Hence the difference in treatments: CTR (and modes like GCM which are derived from it) need a guaranteed unique Nonce. Modes like CBC need a random IV.
Using a random IV / nonce for GCM has been specified as an official recommendation by - for instance - NIST. If anybody suggests differently then that's up to them.
The birthday problem greatly increases the chance of an IV collision when a random IV is used. With the default size of the nonce (12 bytes or 96 bits) the chance of a collision isn't high. It is still possible to encrypt over a billion files or messages before the mode becomes vulnerable.
If GCM becomes vulnerable then an adversary may find the (internal) key used to generate the authentication tag. Besides that, as GCM uses CTR mode internally, so the confidentiality of the data within the files / messages is likely lost. So if an IV is ever repeated GCM will fail spectacularly.
Careful protocol design and implementation of the random IV are required because of the above limitations and vulnerabilities. It is therefore advisable to use a well tested cryptographic random number generator to generate the values of the IV.
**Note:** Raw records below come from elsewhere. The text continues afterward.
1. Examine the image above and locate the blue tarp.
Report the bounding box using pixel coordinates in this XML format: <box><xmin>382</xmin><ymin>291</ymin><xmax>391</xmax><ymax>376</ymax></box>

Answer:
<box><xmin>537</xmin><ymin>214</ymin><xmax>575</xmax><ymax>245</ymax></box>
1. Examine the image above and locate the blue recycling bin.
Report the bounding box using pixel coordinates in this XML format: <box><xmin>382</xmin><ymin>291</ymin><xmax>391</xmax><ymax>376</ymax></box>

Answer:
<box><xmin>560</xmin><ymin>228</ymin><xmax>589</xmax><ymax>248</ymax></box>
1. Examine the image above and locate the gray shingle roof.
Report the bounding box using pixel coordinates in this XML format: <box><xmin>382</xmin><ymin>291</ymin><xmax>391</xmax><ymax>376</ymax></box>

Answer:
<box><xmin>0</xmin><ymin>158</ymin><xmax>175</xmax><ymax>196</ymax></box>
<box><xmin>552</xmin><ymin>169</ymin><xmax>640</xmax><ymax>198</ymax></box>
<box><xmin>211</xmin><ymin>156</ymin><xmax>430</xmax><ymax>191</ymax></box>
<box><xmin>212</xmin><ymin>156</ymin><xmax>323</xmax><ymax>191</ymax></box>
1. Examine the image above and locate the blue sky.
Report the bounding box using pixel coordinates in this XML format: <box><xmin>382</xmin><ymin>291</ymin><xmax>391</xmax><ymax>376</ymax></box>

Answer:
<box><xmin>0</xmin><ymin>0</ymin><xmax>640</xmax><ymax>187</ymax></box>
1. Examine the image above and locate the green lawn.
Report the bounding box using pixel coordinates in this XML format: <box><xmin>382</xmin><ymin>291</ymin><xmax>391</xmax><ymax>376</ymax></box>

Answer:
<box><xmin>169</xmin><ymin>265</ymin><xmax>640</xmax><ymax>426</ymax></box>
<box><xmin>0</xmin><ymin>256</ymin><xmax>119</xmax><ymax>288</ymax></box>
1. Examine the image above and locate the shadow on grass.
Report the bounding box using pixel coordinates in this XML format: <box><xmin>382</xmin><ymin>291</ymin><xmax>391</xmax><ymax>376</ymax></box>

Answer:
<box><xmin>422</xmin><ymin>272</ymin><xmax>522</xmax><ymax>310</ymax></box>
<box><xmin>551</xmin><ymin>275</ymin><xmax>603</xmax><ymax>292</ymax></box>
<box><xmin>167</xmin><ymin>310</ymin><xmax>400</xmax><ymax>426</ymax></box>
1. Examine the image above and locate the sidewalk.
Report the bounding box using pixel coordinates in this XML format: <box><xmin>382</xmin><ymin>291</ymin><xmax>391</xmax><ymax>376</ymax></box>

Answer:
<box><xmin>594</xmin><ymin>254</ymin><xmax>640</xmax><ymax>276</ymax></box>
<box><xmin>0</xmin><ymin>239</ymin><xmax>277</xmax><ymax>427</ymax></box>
More information on the generation of the IV and the resulting limitations is available in sections 8.2 and 8.3 of the NIST specification SP 800-38D on GCM.
In the NIST specs it is required to use the full 96 bits for the random IV. So there aren't any spare bits to include other information within the IV, as using an IV other than the default size of 96 bits is not advisable.
NIST specifies a limit of of 2^32 (four billion) messages to be encrypted with the same key for the randomly generated IV.